I also recall, without real specificity but long before the Internet, that as kids my still-best friend Jordan and I somehow came upon Jack Brickhouse's call of Ernie's 500th career homer.

So although Ernie Banks' playing career was "before my time," it's not like he was just some legend of yore.

For much of my youth, and ever since, my reverence for "Mr. Cub" was in the present tense.

Also factoring into my chagrin over his passing--and conceivably that of many others, given the huge outpouring of memories and sentiments--is that Ernie essentially symbolized the Cubs, as his entire 19-year major league career was played in Chicago (and he remained prominent here long after).

While this also means he holds the rather dubious record of most MLB games played without a postseason appearance, even in playing in a pre-free agency era, Ernie Banks was unique from contemporaries such as Willie Mays, Hank Aaron, Frank Robinson and Harmon Killebrew, who played for multiple teams and/or whose franchises changed cities during their careers.

Banks was born and raised in Dallas, was drafted into the U.S. Army, served in Germany during the Korean War and played in the Negro Leagues for the Kansas City Monarchs.

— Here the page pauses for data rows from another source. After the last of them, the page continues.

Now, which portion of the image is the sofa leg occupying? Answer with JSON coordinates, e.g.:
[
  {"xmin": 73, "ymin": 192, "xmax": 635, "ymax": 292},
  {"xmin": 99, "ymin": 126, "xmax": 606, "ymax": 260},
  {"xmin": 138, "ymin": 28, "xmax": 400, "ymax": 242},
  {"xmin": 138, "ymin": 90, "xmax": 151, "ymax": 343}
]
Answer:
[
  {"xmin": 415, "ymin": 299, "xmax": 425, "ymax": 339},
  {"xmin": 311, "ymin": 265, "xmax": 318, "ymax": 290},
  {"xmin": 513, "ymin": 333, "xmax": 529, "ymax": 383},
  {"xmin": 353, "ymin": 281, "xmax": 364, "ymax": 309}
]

He was sold to the Cubs in 1953, becoming their first African-American player when he debuted at Wrigley Field on September 17 of that year, without spending any time in the minors.

Initially a shortstop, Banks hit over 40 home runs in 5 of 6 seasons between 1955-60, winning 2 straight MVP awards in 1958 and 1959 despite the Cubs having losing records and the National League being filled with all-time greats like Hank Aaron, Willie Mays, Frank Robinson, Eddie Mathews and Roberto Clemente.

In 1969, at age 38--having long since switched from shortstop to first base--Banks hit 23 home runs with 106 runs batted in as the Cubs had their best season in decades.

They were in first place by 9 games on August 15, but despite having three future Hall of Famers besides Banks--Billy Williams, Ron Santo and Fergie Jenkins--the Cubs wound up losing the NL East by 8 games to the New York Mets. (1969 was the first year the leagues had divisions.)

Despite--or likely in large part because of--their disastrous collapse, the 1969 Cubs have long stood as one of the most storied teams in franchise, and Chicago, history. Though toward the end of his glorious career, Ernie Banks was part of that.

And while his career home run total of 512 now ranks him 22nd all-time, he was in 8th place when he retired after the 1971 season.

Several of those who have recently passed him by--Bonds, A-Rod, Sosa, McGwire, Manny Ramirez--have been forever tainted by steroids, other PEDs or at least rather damning suspicion.

By all accounts, all Ernie Banks was ever on was the joy of life.

For despite truly being one of the best baseball players of all-time, many tributes in the last few days have referred to him as an even better person.

His "Let's play two!" catchphrase calling for a doubleheader due to his love of the game is legendary, and Ernie Banks is being remembered for having one of the greatest, most perennially upbeat personalities not only during his playing time, but in the 44 years since he hung up his glove.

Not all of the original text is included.